Primo passo della riflessione: comprendere quanto siamo sedotti cioè: le cose potrebbero stare esattamente alla rovescia:
a) il mondo ignoto potrebbe essere conformato in modo da darci il gusto di “questo” mondo come una forma di esistenza forse stupida e inferiore;
b) l’altro mondo, trascurando la questione se faccia tornare i conti dei nostri desideri non soddisfatti in questo, potrebbe far parte delle tante cose che ci rendono possibile questo mondo: imparare a conoscerlo sarebbe un mezzo per diventare contenti;
c) il mondo vero; ma chi ci dice sul serio che il mondo apparente debba avere meno valore di quello vero? Il nostro istinto non contraddice forse questo giudizio? Forse che l’uomo non si crea eternamente un mondo immaginario perché vuole avere un mondo migliore della realtà? Soprattutto: come giungiamo a credere che non il nostro mondo sia quello vero?… In primo luogo, proprio l’altro mondo potrebbe essere quello “apparente”. Effettivamente, i Greci pensarono a un regno delle ombre, a un’esistenza apparente, accanto alla vera esistenza. E finalmente: che cosa ci da il diritto di stabilire qualcosa come dei gradi di realtà? Questo è alcunché di diverso da un mondo ignoto è già un voler sapere qualcosa dell’ignoto.

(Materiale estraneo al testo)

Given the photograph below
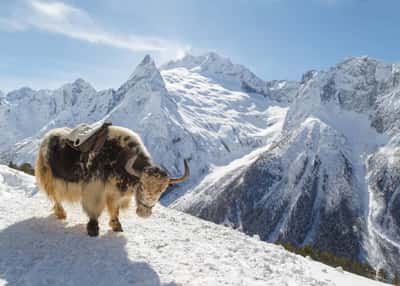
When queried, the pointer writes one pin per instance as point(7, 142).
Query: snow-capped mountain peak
point(145, 75)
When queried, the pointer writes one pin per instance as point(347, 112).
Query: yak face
point(153, 182)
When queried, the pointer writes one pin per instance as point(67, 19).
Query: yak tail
point(43, 174)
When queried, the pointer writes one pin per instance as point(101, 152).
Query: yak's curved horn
point(184, 177)
point(129, 167)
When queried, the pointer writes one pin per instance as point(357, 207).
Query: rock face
point(333, 178)
point(310, 162)
point(178, 111)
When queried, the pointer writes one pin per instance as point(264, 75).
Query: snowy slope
point(179, 112)
point(331, 180)
point(170, 248)
point(309, 162)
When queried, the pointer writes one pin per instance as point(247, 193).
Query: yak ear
point(183, 177)
point(129, 167)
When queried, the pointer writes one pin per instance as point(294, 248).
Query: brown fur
point(95, 194)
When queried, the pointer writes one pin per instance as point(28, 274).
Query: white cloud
point(59, 18)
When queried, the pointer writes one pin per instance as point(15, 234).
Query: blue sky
point(47, 43)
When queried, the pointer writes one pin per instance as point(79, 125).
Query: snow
point(170, 248)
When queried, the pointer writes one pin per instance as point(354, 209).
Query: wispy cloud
point(59, 18)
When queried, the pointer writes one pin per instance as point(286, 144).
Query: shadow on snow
point(44, 251)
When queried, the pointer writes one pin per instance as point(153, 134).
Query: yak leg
point(93, 204)
point(113, 210)
point(59, 211)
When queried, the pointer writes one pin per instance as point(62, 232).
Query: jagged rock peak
point(145, 73)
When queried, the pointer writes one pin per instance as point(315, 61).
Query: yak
point(121, 169)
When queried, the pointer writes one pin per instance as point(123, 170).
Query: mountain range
point(308, 162)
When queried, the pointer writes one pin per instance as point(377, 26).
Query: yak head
point(153, 181)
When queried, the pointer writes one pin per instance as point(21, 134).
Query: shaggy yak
point(121, 169)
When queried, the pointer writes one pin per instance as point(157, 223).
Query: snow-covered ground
point(170, 248)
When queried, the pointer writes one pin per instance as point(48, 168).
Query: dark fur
point(65, 163)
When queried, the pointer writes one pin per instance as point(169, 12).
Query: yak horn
point(129, 167)
point(184, 177)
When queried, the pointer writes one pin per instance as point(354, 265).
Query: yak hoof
point(116, 226)
point(59, 212)
point(93, 227)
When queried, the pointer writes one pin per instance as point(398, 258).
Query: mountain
point(332, 179)
point(169, 248)
point(179, 113)
point(313, 162)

N.B. L’ “altro” mondo, quello ignoto va bene! Ma dire “mondo vero” significa ”saperne qualcosa”: e questo è il contrario della supposizione di un mondo x…In summa: il mondo x potrebbe essere in ogni senso più noioso, inumano e indegno di questo. Diverso sarebbe se si sostenesse che esistono x mondi, ossia anche tutti gli altri mondi possibili, al di fuori di questo. Ma ciò non fu mai sostenuto… ¬
Problema: perché la rappresentazione dell’altro mondo ha sempre mirato a svantaggiare, ovvero criticare questo mondo? Che cosa indica? Ossia: un popolo fiero di sé, che vive una parabola ascendente, pensa sempre l’essere altro come un essere inferiore, di minor valore; considera il mondo straniero, ignoto, come suo avversario, si sente privo di curiosità, ripudia completamente ciò che gli è estraneo. .. Un popolo non ammetterebbe che un altro popolo sia il “vero popolo”.. .
E già sintomatico che sia possibile una tale distinzione che si consideri questo mondo come ”apparente” e quello come “vero”.
Il focolaio della rappresentazione “altro mondo”: il filosofo, che inventa un mondo della ragione dove la ragione e le funzioni logiche risultano adeguate: qui sorge il mondo “vero”; l’uomo religioso, che inventa un “mondo divino”: qui sorge il mondo “snaturalizzato, antinaturale”; l’uomo morale, che finge un “mondo libero” qui sorge un mondo “buono, perfetto, giusto, santo”.
Ciò che è comune ai tre focolai in cui nasce “l’altro mondo”: l’errore psicologico, le confusioni fisiologiche; “l’altro mondo”, quale effettivamente a pare nella storia, da quali attributi è caratterizzato? Dalle stigmate del pregiudizio filosofico, religioso, morale..
L’ “altro mondo” chiarito da questi fatti è sinonimo di non essere, del non vivere, del non voler vivere.. .
Veduta d’insieme l’istinto della stanchezza del vivere, e non quello della vita, ha creato l altro mondo. Conseguenza: filosofia, religione e morale sono sintomi della décadence.